Przypadkowe skrzyżowanie z koleją podziemną linii do Petrovic.


Kolejny tunel i zamek strzegący przełomu oznajmiają, że jesteśmy już na wodach Igowa.



Na wieczór docieramy do portu w Igowie, ale płyniemy dalej.





Kolejna noc w drodze zastaje nas na bagnach Kuduatenburga.

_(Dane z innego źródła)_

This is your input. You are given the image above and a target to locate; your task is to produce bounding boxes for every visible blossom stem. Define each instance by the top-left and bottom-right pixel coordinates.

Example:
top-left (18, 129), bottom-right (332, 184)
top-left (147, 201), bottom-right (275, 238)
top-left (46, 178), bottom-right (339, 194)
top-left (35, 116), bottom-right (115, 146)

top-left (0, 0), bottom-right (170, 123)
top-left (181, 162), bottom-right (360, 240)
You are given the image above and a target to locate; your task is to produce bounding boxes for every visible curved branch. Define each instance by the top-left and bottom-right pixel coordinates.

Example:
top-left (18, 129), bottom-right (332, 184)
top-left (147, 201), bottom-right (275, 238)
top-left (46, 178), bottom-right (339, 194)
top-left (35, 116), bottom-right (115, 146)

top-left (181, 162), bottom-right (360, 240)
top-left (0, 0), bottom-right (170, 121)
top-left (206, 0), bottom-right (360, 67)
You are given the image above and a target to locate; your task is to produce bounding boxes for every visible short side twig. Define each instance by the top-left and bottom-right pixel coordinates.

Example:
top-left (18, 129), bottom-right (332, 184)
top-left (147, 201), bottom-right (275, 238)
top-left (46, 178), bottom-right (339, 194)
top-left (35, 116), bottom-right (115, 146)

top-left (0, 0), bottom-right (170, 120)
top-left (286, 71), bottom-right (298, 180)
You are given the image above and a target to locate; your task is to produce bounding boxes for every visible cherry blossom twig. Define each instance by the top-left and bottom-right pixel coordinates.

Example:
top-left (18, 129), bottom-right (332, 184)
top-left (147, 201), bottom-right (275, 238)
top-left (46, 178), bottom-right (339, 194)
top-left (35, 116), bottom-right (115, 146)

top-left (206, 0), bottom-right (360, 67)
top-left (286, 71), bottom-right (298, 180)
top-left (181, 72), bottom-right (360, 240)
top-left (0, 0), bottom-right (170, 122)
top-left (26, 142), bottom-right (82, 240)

Niewiele wskazuje, że pod tym pustkowiem rozciąga się całe miasto.


Choć miejscami można to i owo zauważyć - poniżej ratusz miejski i Wieczny Ogień.


A tu można zerknąć do ambasady Igowa.


Kanał Rootzgardzki łączy Bagna Kuduatenburskie z centralną częścią Dziadowa.


Skromna tymczasowa przystań i niepozorna od zewnątrz Brama Zachodnia.


A to już Dziadowo Centralne - zamek Pietii.


Płyniemy przez rejony z rozwiniętą gospodarką.


Pod wreszcie zieleniącymi się gałęziami Drzewa Świata.


Stocznia i latarnia morska Rootzgardu - stolicy Dziadowa (choć nie wszyscy się z tym zgodzą).


Możemy też zajrzeć, co Przerażający Pan Mrocznej Cytadeli Zła of Darkness porabia w sypialni.


Ponure bagna w drodze do Innsmouth najeżone są niebezpieczeństwami.


Na szczęście zachód księżyca nad miastem oznajmia, że za plecami znów wstaje nam słońce.


Nie chcemy wiedzieć, jakie plugawe obrzędy mieszkańcy Innsmouth odprawiają na tej wypuszczonej w morze instalacji.


Docieramy do końca wycieczki. Najstarszy odcinek szlaku, wyznaczony jeszcze przez Gerarda, kończy się przystanią na drodze do klasztoru. Ciąg dalszy nastąpi, gdy budowa posunie się dalej.